Days before, the former Wisconsin congressman and House Speaker publicly warned that self-governance is about the will of the people and not the whims of Congress.
When former Wisconsin congressman and Speaker of the House Paul Ryan put out a forceful public statement three days before the Jan. 6 insurrection—lashing out at reports that fellow Republicans were considering throwing out legally certified electoral votes—he was also privately reaching out to Vice President Mike Pence, according to testimony from Pence’s chief of staff released Thursday by the January 6th Committee.
“Speaker Ryan wanted to call and say, you know, you don’t have any greater authority,” said Marc Short in the videotaped testimony. “I said to him, Mr. Speaker, you know Mike. You know he doesn’t — you know, he recognizes that. And we sort of laughed about it, and he said ‘I get it.’ And he [Ryan] later spoke to the Vice President too—to, I think, have the same conversation.”
Publicly, Ryan said that “it is difficult to conceive of a more anti-democratic and anti-conservative act than a federal intervention to overturn the results of state-certified elections and disenfranchise millions of Americans.”
“Under our system,” Ryan wrote, “voters determine the president, and this self-governance cannot sustain itself if the whims of Congress replace the will of the people.”
The January 6th Committee spent much of Thursday reviewing the plan by Trump campaign attorney John Eastman to overturn the election by casting false doubts on the results so that members of Congress could justify objecting to them and set up Republican-controlled state legislatures to overturn them. Eastman continued that effort in Wisconsin as recently as this past March.
At that point, Wisconsin Republican Sen. Ron Johnson and Sen. Ted Cruz (R-Texas) had joined other Republicans in urging Congress to impose a 10-day delay in counting the electoral votes so a special commission could conduct a nationwide audit and state legislatures could be allowed to use the commission’s findings to overrule the legally-cast ballots of November 3, 2020.
Ryan said a plan like that would surely fail but would also do significant damage to American democracy.
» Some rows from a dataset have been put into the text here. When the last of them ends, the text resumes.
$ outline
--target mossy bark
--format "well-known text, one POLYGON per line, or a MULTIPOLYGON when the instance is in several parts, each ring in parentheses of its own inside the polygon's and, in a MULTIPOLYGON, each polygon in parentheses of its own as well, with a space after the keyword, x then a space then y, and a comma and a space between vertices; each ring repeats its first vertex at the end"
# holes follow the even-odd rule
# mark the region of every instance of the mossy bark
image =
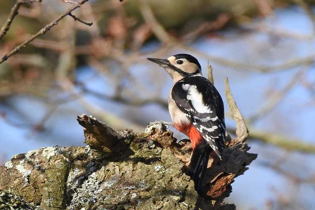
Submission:
MULTIPOLYGON (((178 144, 172 132, 158 128, 134 133, 85 115, 78 121, 86 137, 94 138, 86 139, 94 149, 57 146, 15 156, 0 167, 0 190, 49 210, 233 209, 223 199, 256 156, 245 143, 225 148, 222 164, 210 161, 201 197, 185 173, 190 143, 178 144), (104 129, 110 132, 98 131, 104 129), (115 142, 105 148, 109 140, 115 142)), ((0 205, 5 202, 0 199, 0 205)))

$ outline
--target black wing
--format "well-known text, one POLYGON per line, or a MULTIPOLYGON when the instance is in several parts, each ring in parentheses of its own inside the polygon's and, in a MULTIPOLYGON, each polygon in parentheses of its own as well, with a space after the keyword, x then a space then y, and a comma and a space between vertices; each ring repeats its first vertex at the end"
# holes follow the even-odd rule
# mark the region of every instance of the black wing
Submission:
POLYGON ((176 82, 172 97, 177 107, 222 160, 225 123, 222 99, 213 85, 201 76, 176 82))

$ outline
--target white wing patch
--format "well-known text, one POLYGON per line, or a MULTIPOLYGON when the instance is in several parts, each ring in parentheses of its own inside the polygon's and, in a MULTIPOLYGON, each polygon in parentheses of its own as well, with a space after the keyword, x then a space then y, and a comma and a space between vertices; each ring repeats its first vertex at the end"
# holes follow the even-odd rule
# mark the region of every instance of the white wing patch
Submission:
POLYGON ((182 87, 188 92, 186 98, 192 102, 192 106, 199 113, 211 113, 211 110, 203 103, 202 95, 197 90, 197 86, 188 84, 183 84, 182 87))

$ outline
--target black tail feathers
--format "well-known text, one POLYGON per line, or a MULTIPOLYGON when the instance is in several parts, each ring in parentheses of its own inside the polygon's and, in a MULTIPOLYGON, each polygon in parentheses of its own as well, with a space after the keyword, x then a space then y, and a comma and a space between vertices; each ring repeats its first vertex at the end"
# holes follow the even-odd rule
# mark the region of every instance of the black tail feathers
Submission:
POLYGON ((195 189, 199 194, 212 149, 206 142, 198 144, 192 151, 189 175, 195 182, 195 189))

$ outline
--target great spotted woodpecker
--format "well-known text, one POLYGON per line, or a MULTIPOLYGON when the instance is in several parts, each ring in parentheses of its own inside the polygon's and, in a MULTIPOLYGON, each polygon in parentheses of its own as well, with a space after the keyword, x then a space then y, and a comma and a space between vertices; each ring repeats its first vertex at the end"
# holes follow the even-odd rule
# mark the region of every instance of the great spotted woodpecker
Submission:
POLYGON ((174 80, 169 97, 171 124, 191 141, 189 175, 200 193, 210 153, 214 151, 222 161, 226 129, 222 99, 202 76, 193 56, 179 54, 166 59, 147 59, 164 67, 174 80))

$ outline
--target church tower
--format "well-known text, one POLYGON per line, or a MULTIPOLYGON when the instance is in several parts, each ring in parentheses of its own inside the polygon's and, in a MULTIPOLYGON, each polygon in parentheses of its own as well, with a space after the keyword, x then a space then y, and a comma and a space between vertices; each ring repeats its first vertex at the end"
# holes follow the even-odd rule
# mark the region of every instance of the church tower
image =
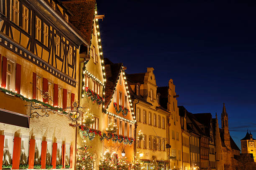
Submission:
POLYGON ((223 103, 223 109, 221 113, 221 129, 224 135, 224 143, 228 149, 230 149, 230 135, 228 130, 228 117, 225 103, 223 103))

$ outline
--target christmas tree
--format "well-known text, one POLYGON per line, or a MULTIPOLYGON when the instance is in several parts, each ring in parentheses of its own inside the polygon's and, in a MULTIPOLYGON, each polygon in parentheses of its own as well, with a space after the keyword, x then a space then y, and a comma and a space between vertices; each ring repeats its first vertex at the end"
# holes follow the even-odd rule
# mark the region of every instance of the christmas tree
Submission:
POLYGON ((128 170, 129 169, 128 161, 125 158, 121 158, 118 160, 117 165, 118 170, 128 170))
POLYGON ((91 148, 83 142, 83 146, 77 150, 77 170, 92 170, 93 162, 93 154, 90 153, 88 150, 91 148))
POLYGON ((134 158, 134 161, 133 162, 133 170, 141 170, 145 169, 143 166, 143 162, 141 160, 140 157, 138 156, 138 153, 137 153, 137 155, 134 158))
POLYGON ((110 153, 107 152, 100 157, 100 163, 99 164, 99 170, 116 170, 117 164, 118 160, 116 157, 115 160, 115 156, 110 153), (115 162, 115 160, 116 162, 115 162))

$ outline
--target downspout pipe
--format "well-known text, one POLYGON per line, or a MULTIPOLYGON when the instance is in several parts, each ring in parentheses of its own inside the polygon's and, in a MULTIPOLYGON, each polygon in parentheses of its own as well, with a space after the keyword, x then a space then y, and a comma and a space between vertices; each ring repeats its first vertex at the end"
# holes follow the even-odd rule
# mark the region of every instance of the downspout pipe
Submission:
MULTIPOLYGON (((137 118, 137 104, 138 103, 139 101, 138 100, 138 102, 135 103, 135 117, 137 118)), ((137 120, 137 119, 136 119, 137 120)), ((134 124, 135 128, 134 130, 133 130, 133 132, 134 133, 134 145, 133 146, 133 157, 135 158, 136 157, 136 153, 137 153, 137 126, 138 125, 137 122, 136 122, 136 123, 134 124)))

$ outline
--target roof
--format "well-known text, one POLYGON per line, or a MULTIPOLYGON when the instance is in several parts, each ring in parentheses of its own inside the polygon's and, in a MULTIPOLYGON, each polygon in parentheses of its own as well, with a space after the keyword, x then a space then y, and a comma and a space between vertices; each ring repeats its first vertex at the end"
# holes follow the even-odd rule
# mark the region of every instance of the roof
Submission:
POLYGON ((144 84, 144 78, 146 73, 136 74, 127 74, 126 78, 130 80, 131 83, 139 82, 141 84, 144 84))
POLYGON ((63 1, 62 3, 74 14, 69 17, 69 22, 84 35, 85 40, 90 43, 95 0, 74 0, 63 1))
POLYGON ((210 113, 204 113, 193 115, 199 122, 204 125, 205 128, 206 135, 210 136, 212 114, 210 113))
POLYGON ((166 109, 168 108, 169 89, 169 87, 168 86, 159 87, 156 89, 156 92, 160 94, 160 104, 161 106, 166 109))
MULTIPOLYGON (((250 134, 249 134, 249 133, 248 133, 248 131, 247 131, 247 132, 246 133, 246 136, 244 138, 241 140, 251 140, 251 137, 250 137, 250 134, 251 135, 251 133, 250 132, 250 134)), ((253 140, 256 140, 256 139, 253 138, 253 140)))
POLYGON ((105 85, 105 107, 106 108, 112 98, 123 64, 114 64, 107 58, 104 58, 104 64, 107 79, 105 85))

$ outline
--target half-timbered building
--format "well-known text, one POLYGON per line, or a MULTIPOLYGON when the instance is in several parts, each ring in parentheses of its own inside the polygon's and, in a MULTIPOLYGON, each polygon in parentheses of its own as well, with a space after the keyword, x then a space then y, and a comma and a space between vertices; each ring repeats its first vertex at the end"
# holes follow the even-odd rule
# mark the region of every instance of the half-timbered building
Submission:
POLYGON ((90 42, 73 15, 58 0, 0 1, 0 168, 74 169, 67 108, 79 100, 79 52, 90 42))

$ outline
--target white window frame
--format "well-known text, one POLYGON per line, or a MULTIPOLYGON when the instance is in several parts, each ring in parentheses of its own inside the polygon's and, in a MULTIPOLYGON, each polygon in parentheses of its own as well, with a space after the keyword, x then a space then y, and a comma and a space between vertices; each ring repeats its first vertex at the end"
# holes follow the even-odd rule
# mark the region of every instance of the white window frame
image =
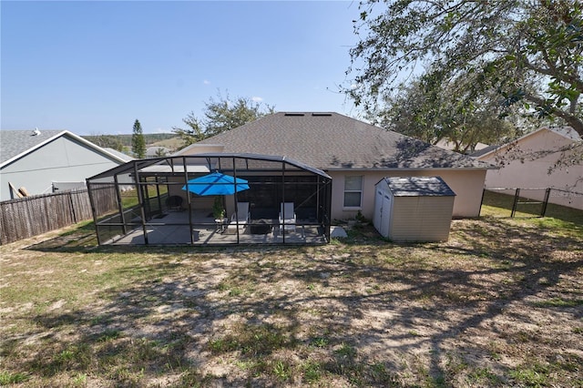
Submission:
POLYGON ((364 176, 363 175, 347 175, 344 177, 344 191, 343 194, 343 209, 350 210, 360 210, 363 209, 363 188, 364 186, 364 176), (360 178, 360 189, 346 189, 346 182, 349 178, 360 178), (360 200, 358 206, 346 206, 346 193, 360 193, 360 200))

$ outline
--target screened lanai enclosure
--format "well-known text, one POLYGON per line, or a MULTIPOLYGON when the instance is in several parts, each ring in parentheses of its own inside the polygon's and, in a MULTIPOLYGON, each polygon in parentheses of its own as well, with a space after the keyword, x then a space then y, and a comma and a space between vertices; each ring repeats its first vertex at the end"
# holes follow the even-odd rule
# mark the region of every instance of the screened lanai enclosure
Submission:
POLYGON ((282 157, 137 159, 87 183, 99 245, 330 241, 332 179, 282 157))

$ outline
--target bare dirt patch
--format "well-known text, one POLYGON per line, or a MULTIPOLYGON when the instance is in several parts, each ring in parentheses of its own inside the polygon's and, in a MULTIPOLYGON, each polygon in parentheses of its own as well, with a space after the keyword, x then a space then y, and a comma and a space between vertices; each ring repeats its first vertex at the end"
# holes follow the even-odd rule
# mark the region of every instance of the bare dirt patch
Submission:
POLYGON ((580 231, 486 219, 455 220, 432 244, 392 244, 366 225, 324 247, 19 241, 0 247, 0 378, 583 386, 580 231))

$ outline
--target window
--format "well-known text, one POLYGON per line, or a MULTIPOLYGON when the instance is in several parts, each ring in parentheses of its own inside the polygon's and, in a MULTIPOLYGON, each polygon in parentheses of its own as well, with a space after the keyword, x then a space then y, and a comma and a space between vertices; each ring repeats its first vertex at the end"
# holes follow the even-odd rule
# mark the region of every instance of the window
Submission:
POLYGON ((344 208, 360 208, 363 199, 363 177, 344 178, 344 208))

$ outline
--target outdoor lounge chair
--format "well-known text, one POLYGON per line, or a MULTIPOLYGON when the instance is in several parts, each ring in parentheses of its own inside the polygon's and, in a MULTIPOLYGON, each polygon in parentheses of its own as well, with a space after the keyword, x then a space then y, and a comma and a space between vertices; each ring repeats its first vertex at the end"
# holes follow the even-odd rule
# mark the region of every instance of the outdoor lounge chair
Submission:
POLYGON ((280 207, 280 230, 295 230, 297 218, 293 202, 282 202, 280 207))
POLYGON ((173 195, 169 197, 166 199, 166 205, 168 206, 168 209, 172 210, 178 210, 180 211, 182 210, 182 201, 184 199, 182 199, 182 197, 178 196, 178 195, 173 195))
POLYGON ((230 216, 230 222, 227 226, 228 233, 237 232, 237 222, 239 222, 240 233, 244 231, 250 222, 249 202, 237 202, 237 213, 230 216))

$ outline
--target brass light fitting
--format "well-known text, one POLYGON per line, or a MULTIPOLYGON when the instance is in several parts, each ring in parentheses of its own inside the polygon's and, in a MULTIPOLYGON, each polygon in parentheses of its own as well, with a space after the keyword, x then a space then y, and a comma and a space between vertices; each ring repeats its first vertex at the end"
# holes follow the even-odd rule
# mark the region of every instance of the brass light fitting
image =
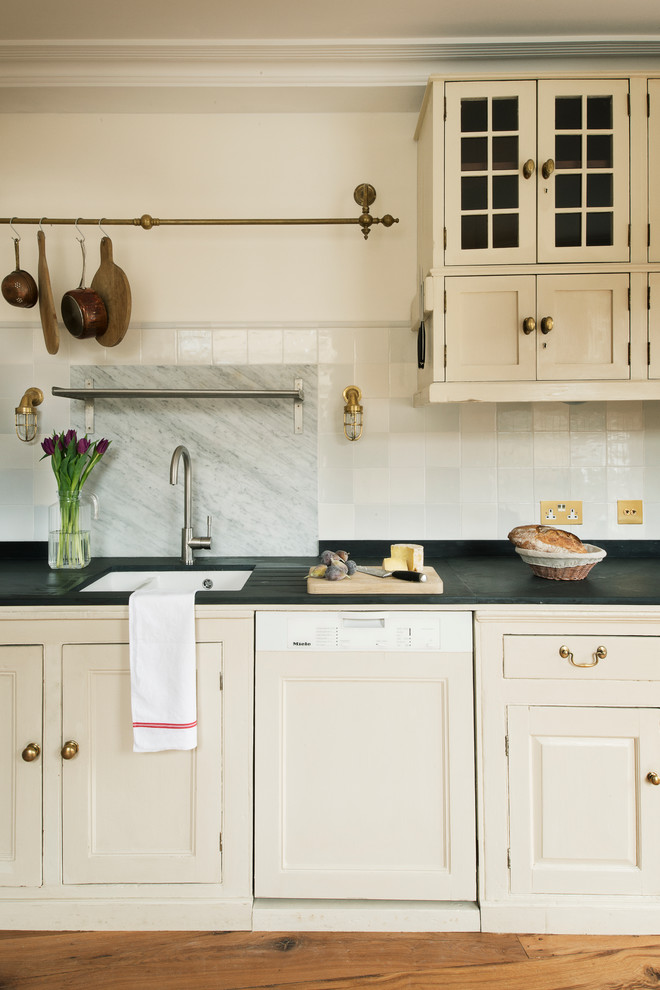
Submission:
POLYGON ((362 392, 357 385, 347 385, 343 392, 344 402, 344 436, 347 440, 359 440, 362 436, 362 413, 360 404, 362 392))
POLYGON ((24 443, 34 440, 37 435, 37 412, 35 406, 44 401, 40 388, 29 388, 16 406, 16 436, 24 443))

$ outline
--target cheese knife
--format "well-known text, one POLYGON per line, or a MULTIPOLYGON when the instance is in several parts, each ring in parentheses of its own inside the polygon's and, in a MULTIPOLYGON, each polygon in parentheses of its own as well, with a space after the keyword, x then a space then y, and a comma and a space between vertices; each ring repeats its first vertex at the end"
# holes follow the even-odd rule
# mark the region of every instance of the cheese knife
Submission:
POLYGON ((421 571, 386 571, 383 567, 356 567, 362 574, 372 577, 396 577, 400 581, 426 581, 426 574, 421 571))

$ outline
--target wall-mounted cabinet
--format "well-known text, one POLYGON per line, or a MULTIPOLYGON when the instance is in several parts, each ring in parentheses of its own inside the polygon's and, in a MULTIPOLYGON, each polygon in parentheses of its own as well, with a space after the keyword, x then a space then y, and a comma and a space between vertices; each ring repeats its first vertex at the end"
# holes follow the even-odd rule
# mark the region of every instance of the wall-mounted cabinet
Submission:
POLYGON ((416 404, 660 398, 647 248, 651 209, 660 257, 660 196, 647 196, 660 127, 647 126, 647 86, 660 105, 660 80, 633 76, 429 81, 416 404))

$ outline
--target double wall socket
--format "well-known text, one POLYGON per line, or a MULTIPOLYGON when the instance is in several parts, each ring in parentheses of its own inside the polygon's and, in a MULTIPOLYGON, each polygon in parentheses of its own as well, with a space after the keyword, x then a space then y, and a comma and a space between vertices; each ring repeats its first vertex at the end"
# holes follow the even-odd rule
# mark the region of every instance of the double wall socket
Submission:
POLYGON ((541 522, 549 526, 580 526, 582 523, 582 502, 541 502, 541 522))

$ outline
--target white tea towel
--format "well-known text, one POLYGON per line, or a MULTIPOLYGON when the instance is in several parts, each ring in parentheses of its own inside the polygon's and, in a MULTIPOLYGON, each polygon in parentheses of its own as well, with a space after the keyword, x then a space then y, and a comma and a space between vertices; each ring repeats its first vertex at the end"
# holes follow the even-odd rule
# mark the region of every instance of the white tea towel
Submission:
POLYGON ((195 592, 149 582, 128 607, 133 750, 195 749, 195 592))

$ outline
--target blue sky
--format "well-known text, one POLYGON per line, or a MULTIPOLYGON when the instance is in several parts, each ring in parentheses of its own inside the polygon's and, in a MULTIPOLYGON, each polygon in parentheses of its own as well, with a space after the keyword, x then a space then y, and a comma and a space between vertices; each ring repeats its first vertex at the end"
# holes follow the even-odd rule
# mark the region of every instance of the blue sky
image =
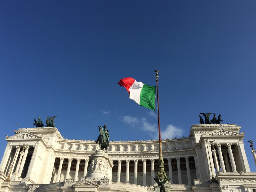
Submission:
POLYGON ((156 86, 162 139, 187 136, 199 113, 255 140, 256 2, 1 1, 1 156, 6 135, 57 116, 64 138, 157 139, 157 113, 121 78, 156 86))

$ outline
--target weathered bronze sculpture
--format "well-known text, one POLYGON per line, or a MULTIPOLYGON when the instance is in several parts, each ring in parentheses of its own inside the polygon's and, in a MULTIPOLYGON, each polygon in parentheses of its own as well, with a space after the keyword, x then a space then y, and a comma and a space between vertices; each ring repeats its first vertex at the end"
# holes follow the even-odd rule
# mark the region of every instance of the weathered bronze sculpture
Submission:
POLYGON ((164 187, 164 184, 166 181, 169 181, 171 179, 171 178, 168 177, 166 178, 165 176, 164 177, 164 179, 158 179, 156 178, 154 178, 154 180, 157 183, 157 185, 160 187, 160 192, 165 192, 165 188, 164 187))
POLYGON ((212 113, 200 113, 200 114, 202 114, 203 115, 203 117, 205 117, 205 124, 212 124, 210 119, 210 117, 211 116, 211 114, 212 114, 212 113))
POLYGON ((213 118, 211 120, 211 122, 212 122, 212 123, 215 124, 216 123, 216 121, 217 121, 217 118, 216 118, 216 115, 215 115, 215 113, 213 113, 213 118))
POLYGON ((220 124, 220 123, 221 121, 222 121, 222 123, 223 124, 224 124, 224 122, 223 122, 223 121, 222 120, 222 119, 221 119, 221 118, 220 118, 221 116, 220 114, 219 114, 219 116, 218 116, 218 119, 216 121, 216 124, 220 124))
POLYGON ((38 117, 38 121, 36 121, 36 119, 34 119, 35 123, 32 125, 32 126, 34 126, 34 125, 36 126, 36 127, 44 127, 44 123, 41 121, 41 117, 38 117))
POLYGON ((200 123, 200 125, 203 125, 204 124, 204 120, 203 120, 202 118, 202 117, 201 116, 198 115, 199 116, 199 117, 200 118, 200 119, 199 119, 199 122, 200 123))
POLYGON ((107 151, 108 148, 109 143, 109 132, 107 129, 106 124, 103 126, 104 130, 101 126, 98 126, 99 131, 100 132, 100 135, 98 137, 97 140, 95 142, 98 143, 99 142, 100 148, 102 150, 105 149, 105 151, 107 153, 107 151))
POLYGON ((250 141, 247 141, 247 142, 249 142, 250 143, 251 143, 251 145, 250 145, 250 147, 252 148, 252 150, 254 150, 254 149, 253 148, 253 141, 252 141, 251 139, 250 140, 250 141))
POLYGON ((50 121, 50 117, 51 117, 50 116, 47 116, 47 117, 46 118, 46 121, 45 121, 45 124, 46 124, 46 126, 45 126, 45 127, 51 127, 51 125, 52 122, 50 121))

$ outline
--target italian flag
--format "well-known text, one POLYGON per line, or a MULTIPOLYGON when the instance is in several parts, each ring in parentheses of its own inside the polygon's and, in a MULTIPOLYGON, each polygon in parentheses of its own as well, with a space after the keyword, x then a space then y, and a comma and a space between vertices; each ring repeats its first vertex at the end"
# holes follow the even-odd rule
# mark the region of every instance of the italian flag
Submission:
POLYGON ((122 79, 117 83, 126 88, 130 99, 140 105, 155 110, 156 87, 148 85, 140 81, 137 82, 131 77, 122 79))

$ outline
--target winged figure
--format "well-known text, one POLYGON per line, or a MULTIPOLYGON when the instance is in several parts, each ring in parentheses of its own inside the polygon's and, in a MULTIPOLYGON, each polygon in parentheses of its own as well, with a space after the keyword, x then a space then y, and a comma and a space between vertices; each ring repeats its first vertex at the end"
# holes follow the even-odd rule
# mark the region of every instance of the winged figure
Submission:
POLYGON ((203 115, 203 117, 205 117, 205 124, 212 124, 211 121, 210 121, 210 117, 211 116, 211 114, 212 113, 200 113, 200 114, 202 114, 203 115))
POLYGON ((250 145, 250 147, 252 148, 252 149, 253 150, 254 150, 253 149, 253 141, 252 141, 251 139, 249 141, 247 141, 247 142, 249 142, 250 143, 251 143, 251 145, 250 145))

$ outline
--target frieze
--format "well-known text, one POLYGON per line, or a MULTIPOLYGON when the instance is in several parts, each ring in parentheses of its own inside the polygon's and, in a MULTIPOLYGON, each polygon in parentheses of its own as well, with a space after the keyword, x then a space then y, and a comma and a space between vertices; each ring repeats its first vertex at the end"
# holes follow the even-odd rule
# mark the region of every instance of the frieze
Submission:
POLYGON ((6 139, 42 139, 42 137, 40 136, 38 136, 37 135, 35 135, 30 132, 23 132, 11 136, 10 137, 6 137, 6 139))
POLYGON ((256 181, 256 179, 240 179, 235 178, 232 179, 220 179, 220 181, 222 182, 254 182, 256 181))

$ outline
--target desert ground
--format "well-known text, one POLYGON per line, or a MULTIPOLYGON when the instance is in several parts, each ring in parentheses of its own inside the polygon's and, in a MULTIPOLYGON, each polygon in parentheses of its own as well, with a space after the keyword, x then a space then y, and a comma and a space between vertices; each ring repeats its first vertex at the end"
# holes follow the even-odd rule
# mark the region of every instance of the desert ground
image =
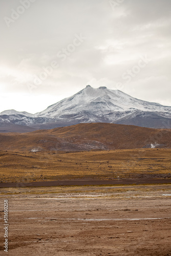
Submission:
POLYGON ((7 182, 22 186, 25 182, 123 178, 146 178, 147 184, 151 178, 163 179, 164 183, 170 180, 171 149, 68 153, 0 151, 0 187, 7 182))
POLYGON ((9 255, 171 256, 170 148, 17 147, 0 151, 9 255))
POLYGON ((8 200, 11 256, 171 255, 171 185, 1 192, 1 209, 8 200))

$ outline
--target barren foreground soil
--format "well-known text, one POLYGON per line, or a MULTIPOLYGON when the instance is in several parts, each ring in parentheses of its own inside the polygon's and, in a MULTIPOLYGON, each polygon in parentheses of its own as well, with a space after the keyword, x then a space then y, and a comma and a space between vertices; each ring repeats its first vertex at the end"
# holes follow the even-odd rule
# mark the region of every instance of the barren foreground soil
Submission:
POLYGON ((171 185, 1 191, 10 256, 171 255, 171 185))

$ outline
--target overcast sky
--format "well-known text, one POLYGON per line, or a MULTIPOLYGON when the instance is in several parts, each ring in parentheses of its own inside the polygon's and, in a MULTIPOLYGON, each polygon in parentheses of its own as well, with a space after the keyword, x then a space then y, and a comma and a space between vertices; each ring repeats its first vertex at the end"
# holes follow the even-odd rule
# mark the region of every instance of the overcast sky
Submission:
POLYGON ((170 0, 0 0, 0 112, 90 84, 171 105, 170 0))

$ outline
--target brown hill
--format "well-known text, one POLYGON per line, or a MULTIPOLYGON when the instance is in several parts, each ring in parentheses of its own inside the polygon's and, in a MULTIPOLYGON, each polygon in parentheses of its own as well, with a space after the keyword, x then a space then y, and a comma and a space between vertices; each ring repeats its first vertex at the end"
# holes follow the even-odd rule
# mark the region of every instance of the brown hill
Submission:
POLYGON ((27 133, 0 134, 0 150, 81 151, 171 148, 171 130, 106 123, 81 123, 27 133))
“The Trump campaign had ample opportunity to challenge election results, and those efforts failed from lack of evidence,” Ryan wrote in his conclusion. “The legal process was exhausted, and the results were decisively confirmed. The Department of Justice, too, found no basis for overturning the result. If states wish to reform their processes for future elections, that is their prerogative. But Joe Biden’s victory is entirely legitimate.”
Johnson, who had already admitted privately that Biden had won legitimately, was one of the leading voices prior to the insurrection for objecting to the electoral counts from disputed states like Wisconsin and frequently spread disinformation—some of it originating in Russia—about the election.